On the 'bad' list--foods that are higher in arginine (that support growth and development of cold sores and kidney stones)--are chocolate, nuts, raisins, and whole grains.  Interesting that my favorite breakfast used to be oatmeal with walnuts and raisins.  Does the herpes virus drive our appetite?  Seems it did mine.  I still crave chocolate and nuts.  However, I have so far found that I can  prevent cold sores (and kidney stones) and enjoy the foods I love, as long as I make sure that I've had enough dairy (foods higher in lysine).  I also have developed a habit of taking an extra 1000 mg of lysine in pill/capsule form every day--just to make sure to tip the lysine-arginine scale in favor of lysine being in charge.  Don't underestimate diet though just because you can take a pill--a serving of peanuts has about 5000 mg of arginine (per the list), so taking 1000 mg of lysine via capsule will be insufficient protection (the contribution seems to be 1:1) if you haven't ingested enough from the 'good' list (dairy, fish, see list). 
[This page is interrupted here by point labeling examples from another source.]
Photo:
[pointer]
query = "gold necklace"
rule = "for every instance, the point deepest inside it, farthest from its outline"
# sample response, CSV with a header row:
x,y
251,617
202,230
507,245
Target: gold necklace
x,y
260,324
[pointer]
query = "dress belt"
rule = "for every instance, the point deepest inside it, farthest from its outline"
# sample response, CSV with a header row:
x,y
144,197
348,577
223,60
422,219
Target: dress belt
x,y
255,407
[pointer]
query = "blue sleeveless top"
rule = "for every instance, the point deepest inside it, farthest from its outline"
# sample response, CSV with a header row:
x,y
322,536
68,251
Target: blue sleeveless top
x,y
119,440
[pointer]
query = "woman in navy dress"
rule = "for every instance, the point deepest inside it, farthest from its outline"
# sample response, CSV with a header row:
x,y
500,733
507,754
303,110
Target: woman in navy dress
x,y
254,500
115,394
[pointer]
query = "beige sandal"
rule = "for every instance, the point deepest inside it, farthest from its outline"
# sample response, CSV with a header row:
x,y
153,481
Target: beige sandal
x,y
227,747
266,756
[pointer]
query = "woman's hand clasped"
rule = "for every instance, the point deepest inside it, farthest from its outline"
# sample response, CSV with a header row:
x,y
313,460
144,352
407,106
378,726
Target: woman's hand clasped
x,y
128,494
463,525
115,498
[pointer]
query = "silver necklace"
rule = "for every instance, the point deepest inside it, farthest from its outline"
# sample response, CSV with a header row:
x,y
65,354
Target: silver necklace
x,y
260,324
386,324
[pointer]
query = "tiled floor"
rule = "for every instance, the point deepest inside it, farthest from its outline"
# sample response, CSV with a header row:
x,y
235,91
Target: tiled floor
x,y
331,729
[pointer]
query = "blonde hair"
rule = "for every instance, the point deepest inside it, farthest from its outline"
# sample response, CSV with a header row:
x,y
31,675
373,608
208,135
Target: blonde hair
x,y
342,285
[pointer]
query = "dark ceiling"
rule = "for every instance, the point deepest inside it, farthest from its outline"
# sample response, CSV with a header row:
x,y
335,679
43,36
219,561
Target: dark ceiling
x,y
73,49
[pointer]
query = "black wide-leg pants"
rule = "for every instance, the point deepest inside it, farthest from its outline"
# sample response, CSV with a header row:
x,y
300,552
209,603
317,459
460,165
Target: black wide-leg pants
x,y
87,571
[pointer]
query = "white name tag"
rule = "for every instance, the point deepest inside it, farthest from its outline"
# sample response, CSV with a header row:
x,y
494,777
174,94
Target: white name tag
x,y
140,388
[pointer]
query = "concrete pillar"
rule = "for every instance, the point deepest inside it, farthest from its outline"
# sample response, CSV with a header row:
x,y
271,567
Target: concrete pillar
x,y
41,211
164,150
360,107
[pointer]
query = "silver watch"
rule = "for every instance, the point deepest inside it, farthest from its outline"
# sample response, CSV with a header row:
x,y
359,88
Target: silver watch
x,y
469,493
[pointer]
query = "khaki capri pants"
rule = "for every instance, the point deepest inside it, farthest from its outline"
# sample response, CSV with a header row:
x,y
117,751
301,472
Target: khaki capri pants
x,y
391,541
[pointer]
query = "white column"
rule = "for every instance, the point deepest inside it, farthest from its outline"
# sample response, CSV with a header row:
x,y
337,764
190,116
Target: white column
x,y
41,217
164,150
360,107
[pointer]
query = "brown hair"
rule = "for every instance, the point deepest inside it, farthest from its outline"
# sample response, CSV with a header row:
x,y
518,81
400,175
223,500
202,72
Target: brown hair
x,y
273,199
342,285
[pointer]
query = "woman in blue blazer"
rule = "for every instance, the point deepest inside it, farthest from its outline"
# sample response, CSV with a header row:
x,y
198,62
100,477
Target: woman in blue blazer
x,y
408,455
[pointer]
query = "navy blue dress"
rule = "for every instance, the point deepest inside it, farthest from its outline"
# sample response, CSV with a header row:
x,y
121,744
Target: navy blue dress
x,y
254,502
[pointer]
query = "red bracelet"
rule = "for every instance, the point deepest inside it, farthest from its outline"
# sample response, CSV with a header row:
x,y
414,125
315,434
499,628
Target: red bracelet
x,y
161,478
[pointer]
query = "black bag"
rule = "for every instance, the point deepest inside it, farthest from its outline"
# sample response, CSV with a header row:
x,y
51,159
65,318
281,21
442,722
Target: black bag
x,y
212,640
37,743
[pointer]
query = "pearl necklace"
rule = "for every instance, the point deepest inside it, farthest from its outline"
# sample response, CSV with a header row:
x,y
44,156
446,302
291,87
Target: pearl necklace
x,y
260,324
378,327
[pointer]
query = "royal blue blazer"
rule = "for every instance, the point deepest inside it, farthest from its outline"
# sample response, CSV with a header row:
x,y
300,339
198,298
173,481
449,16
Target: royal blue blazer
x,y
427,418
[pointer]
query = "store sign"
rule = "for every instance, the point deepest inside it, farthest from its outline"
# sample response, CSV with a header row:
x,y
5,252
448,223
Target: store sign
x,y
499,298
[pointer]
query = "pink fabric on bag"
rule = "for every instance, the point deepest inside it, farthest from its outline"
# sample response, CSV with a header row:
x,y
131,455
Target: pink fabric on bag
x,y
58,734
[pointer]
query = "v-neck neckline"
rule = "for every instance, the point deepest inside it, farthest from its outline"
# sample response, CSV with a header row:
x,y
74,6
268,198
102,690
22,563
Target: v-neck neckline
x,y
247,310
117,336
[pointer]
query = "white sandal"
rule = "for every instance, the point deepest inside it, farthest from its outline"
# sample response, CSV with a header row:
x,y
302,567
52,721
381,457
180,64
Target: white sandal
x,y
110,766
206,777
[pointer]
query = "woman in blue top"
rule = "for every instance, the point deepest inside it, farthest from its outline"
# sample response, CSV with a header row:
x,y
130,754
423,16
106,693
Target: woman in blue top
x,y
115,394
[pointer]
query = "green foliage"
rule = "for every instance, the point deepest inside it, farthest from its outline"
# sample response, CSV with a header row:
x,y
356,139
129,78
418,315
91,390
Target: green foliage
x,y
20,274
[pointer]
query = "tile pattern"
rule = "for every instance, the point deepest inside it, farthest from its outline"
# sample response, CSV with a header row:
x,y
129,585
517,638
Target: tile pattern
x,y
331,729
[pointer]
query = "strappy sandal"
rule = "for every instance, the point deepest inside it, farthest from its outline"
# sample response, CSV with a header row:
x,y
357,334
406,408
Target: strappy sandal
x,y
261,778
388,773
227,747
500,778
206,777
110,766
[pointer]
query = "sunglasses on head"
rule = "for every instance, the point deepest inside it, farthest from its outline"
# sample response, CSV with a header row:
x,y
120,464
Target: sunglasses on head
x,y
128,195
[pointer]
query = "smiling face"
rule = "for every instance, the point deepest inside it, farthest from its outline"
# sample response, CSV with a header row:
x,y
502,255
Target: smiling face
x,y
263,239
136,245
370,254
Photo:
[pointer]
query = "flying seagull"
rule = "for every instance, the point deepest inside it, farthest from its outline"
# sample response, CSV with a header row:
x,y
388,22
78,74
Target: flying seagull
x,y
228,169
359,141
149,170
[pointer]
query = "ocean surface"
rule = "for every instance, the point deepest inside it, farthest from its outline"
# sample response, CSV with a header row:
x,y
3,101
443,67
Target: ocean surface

As if frequent outbreaks of cold sores isn't bad enough, we've been hearing for quite some time that people who get frequent cold sores are at greater risk of developing Alzheimer's disease.  A precursor of lysine has been shown to be protective of brain function--and it follows that because arginine and lysine oppose each other (and perhaps their precursors do as well), that keeping that ratio tipped in favor of lysine's precursors would also offer protection for your brain. 

Kidney stones also run in my family, although thankfully, I've not yet experienced any, and am hoping that cold sores are an alternate form of this genetic gift.  Doctors used to tell people prone to calcium oxalate kidney stones to avoid dairy products, because they thought that calcium in the diet was contributing directly to development of that type of stones.  In recent decades though, this thought has emphatically reversed (lysine may help to retain calcium, rather than it being excreted and contributing to stone formation), so dairy has since been touted as protective and preventive.  In fact, the 'good' and 'bad' food lists for preventing cold sores align very well with those for folks prone to calcium oxalate kidney stones.  Yet another reason to 'drink your milk!'

*and for those times when I take for granted my enjoyment of chocolate and walnuts, without attending to my dairy intake, I suffer the consequences.  However, a bit of powdered myrrh (available at health food stores) dissolved with a drop or two of water in the palm of my hand, and applied to the affected area provides soothing, healing relief.